Why this this approach to solving a trig equation yield invalid solutions alongside valid ones? I've got the following equation:
$$\csc(4x) - \cot(4x) = 1$$
$$0 < x < 2\pi$$
At first, I tried solving it like this:
$$\frac{1}{\sin(4x)} - \frac{\cos(4x)}{\sin(4x)} = 1$$
$$1 - \cos(4x) = \sin(4x)$$
$$1 = \sin(4x) + \cos(4x)$$
$$1^2 = \sin^2(4x) + \cos^2(4x) - 2\sin(4x)\cos(4x)$$
Then, because $\sin^2(4x) + \cos^2(4x) = 1$ and $2\sin(4x)\cos(4x) = \sin(8x)$:
$$\sin(8x) = 0$$
giving $$x = \frac{n\pi}{8} \text{, where n is an integer and } 1 \le n \le 15$$ 
However, plugging some of these answers back into the original trig function gives an undefined result, rather than 1. This happens with $x = \pi$, for example. The only valid solutions turn out to be as follows:
$$x = \frac{n\pi}{8} \text{, where } n = 1, 5, 9, 13 $$
I then realised how with some rearranging and the use of some trig identities, the original equation, $\csc(4x) - \cot(4x) = 1$ , could be expressed as:
$$\tan(2x) = 0$$
$$\text{giving } x = \frac{n\pi}{8} \text{, where } n = 1, 5, 9, 13 $$
Why is it that this second approach yields the correct $x$ values alone, while the first approach yields these amongst 11 incorrect values for $x$? Do these incorrect values come from some kind of mistake in the first approach? If not, how exactly do they come about, and aside from substituting them back into the original equation, is there any easy way to discern them from the valid ones?
Thanks for your help.
 A: First you multiplied by $\sin{4x}$. When this is zero, this makes the equation satisfied automatically. That's 8 extra roots...

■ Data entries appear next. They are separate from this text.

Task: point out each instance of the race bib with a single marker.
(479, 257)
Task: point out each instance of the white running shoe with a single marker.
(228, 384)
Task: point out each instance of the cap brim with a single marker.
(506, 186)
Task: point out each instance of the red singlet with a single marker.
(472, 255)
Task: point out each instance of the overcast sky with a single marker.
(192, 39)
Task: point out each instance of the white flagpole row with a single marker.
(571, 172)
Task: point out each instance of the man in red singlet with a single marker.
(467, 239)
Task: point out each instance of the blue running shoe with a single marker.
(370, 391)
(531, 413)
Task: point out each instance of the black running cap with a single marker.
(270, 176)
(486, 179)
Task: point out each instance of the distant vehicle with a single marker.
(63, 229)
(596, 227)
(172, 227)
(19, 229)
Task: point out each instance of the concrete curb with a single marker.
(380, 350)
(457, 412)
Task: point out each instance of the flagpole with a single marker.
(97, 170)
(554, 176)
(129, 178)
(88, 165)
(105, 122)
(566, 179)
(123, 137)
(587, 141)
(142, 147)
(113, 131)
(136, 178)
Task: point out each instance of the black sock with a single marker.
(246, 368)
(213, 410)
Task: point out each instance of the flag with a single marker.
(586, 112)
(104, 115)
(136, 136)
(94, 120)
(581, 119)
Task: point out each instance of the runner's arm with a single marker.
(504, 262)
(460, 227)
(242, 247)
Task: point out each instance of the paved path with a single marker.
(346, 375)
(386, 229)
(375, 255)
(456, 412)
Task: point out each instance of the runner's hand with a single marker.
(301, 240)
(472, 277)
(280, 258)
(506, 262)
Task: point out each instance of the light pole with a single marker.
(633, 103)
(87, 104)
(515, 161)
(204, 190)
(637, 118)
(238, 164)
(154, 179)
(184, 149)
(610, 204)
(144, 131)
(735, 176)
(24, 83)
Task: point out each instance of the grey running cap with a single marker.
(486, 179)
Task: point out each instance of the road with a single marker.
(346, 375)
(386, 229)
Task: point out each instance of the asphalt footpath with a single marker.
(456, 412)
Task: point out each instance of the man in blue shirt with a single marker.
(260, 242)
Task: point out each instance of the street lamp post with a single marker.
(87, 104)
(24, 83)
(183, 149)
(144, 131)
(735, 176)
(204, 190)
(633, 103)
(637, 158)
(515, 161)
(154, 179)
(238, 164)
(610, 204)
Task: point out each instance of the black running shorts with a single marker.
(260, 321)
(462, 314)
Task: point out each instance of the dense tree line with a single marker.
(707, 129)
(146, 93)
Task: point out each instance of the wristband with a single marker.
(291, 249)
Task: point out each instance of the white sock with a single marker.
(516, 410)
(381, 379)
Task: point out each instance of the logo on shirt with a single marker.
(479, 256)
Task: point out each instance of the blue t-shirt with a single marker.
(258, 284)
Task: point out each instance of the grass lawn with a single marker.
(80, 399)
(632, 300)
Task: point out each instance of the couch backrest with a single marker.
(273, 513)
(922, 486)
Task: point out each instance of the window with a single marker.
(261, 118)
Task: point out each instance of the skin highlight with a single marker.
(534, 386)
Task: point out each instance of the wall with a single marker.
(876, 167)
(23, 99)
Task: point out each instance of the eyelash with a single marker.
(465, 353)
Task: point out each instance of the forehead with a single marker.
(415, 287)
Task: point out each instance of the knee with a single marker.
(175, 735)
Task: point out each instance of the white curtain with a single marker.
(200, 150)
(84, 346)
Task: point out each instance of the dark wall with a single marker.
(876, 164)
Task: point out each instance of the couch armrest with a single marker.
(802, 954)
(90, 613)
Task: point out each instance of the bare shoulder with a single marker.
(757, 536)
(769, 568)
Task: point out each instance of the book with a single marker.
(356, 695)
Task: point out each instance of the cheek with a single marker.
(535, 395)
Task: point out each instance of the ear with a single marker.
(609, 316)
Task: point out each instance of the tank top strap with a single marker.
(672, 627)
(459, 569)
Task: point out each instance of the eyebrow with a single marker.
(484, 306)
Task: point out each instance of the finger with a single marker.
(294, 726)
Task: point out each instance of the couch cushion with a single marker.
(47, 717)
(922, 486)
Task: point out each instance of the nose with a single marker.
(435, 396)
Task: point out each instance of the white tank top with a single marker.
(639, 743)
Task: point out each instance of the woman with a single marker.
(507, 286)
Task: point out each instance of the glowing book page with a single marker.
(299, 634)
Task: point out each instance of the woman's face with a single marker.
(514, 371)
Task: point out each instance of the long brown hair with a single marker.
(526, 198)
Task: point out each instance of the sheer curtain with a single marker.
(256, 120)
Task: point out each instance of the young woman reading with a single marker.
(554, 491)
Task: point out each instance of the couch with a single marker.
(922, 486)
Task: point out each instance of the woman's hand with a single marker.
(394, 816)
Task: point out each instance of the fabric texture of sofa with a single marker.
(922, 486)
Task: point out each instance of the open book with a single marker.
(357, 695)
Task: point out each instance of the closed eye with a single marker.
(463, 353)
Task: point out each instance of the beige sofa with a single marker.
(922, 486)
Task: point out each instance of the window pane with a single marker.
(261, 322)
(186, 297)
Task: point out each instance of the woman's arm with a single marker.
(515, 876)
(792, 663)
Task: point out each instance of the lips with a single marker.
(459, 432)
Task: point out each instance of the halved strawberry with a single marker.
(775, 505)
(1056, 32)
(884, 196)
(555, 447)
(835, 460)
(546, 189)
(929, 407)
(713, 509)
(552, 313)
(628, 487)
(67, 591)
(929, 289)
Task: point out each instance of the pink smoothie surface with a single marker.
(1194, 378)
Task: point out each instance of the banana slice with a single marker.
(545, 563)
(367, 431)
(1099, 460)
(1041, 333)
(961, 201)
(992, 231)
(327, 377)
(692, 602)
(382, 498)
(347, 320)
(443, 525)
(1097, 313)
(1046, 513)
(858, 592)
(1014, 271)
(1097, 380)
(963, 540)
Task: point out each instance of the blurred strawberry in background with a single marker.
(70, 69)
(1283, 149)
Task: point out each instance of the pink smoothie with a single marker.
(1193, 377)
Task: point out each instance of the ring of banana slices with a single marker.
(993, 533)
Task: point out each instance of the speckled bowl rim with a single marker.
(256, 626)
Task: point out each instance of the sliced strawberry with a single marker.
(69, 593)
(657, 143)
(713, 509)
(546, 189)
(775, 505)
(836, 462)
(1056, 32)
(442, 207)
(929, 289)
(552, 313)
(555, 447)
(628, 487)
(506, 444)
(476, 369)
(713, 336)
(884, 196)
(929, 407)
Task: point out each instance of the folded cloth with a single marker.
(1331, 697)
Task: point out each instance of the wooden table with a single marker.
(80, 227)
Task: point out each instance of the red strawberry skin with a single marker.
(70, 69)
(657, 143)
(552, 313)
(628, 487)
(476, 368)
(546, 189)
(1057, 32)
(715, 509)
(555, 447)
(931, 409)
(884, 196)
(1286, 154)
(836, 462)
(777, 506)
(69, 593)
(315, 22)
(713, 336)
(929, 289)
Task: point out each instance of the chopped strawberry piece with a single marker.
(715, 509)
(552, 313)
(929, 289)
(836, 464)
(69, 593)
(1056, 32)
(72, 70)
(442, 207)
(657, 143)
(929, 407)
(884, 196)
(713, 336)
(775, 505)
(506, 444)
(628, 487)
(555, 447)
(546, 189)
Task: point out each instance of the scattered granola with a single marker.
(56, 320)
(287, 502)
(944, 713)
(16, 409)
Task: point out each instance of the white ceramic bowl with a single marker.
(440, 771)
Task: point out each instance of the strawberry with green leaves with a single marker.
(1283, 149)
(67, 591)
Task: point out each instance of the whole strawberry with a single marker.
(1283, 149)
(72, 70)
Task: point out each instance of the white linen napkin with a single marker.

Also, because you squared, you lost the information that
$$ \sin{4x}+\cos{4x} = +1: $$
if you square
$$ \sin{4x}+\cos{4x} = -1, $$
you end up with the same equation. Hence you are solving both of these equations:
$$ 0 = (\sin{4x}+\cos{4x}+1)(\sin{4x}+\cos{4x}-1) = (\sin{4x}+\cos{4x})^2 - 1 $$

I think this is what you did:
$$ 1-\cos{2\theta} = 1-\cos^2{\theta}+\sin^2{\theta}=2\sin^2{\theta}, $$
so
$$ \csc{4x}-\cot{4x} = \frac{1-\cos{4x}}{\sin{4x}} = \frac{2\sin^2{2x}}{2\sin{2x}\cos{2x}} $$
At this point we have the worry that $\sin^2{2x}=0$. Thankfully this doesn't matter: there are two on the top, so the answer would end up as zero anyway. So I get your $\tan{2x}=1$, and then you have the correct solutions. (But note I checked when I cancelled terms that might be zero)
A: Hint:
In your first solution you have two critical steps:
1) whan you multilpy by $\sin (4x)$ you must have $\sin (4x) \ne 0$ (this excludes solutions $ k \pi / 8 $ with an  even $ k $)
2) whan you square $1=\sin(4x)+\cos(4x)$ you introduce improper solutions. (this exlude the other solutions as you have find.)
A: This happened because in your first step, you multiplied the equation by $\sin (4x)$.   Anytime that is 0,  it makes the whole equation $0=0$, meaningless, and indeed, the original functions aren't defined when $\sin (4x)=0$.   These are called "extraneous solutions" or "extraneous roots", and they happen when you do mathematical operations that aren't always valid.
A: The problem came when you squared both sides of the equation.  You also ended up with solutions to $\sin4x+\cos4x=-1$ which has the same result when squared.  Disagreeing with previous answers, multiplying by $\sin4x$ does not introduce extraneous solutions since if $\sin4x$ were equal to $0$, neither cotangent nor cosecant would be defined.
I'm not sure what identities you used for the second attempt, but allow me to provide a third method.  If you multiply both sides by $\csc4x+\cot4x$, you get
$$\csc^24x-\cot^24x=\csc4x+\cot4x$$
$$\csc4x+\cot4x=1$$
Adding this to the original equation gives
$$2\csc4x=2$$
$$\csc4x=1$$
$$\sin4x=1$$
$$4x=\frac\pi2+2\pi k$$
$$x=\frac\pi8+\frac{k\pi}2$$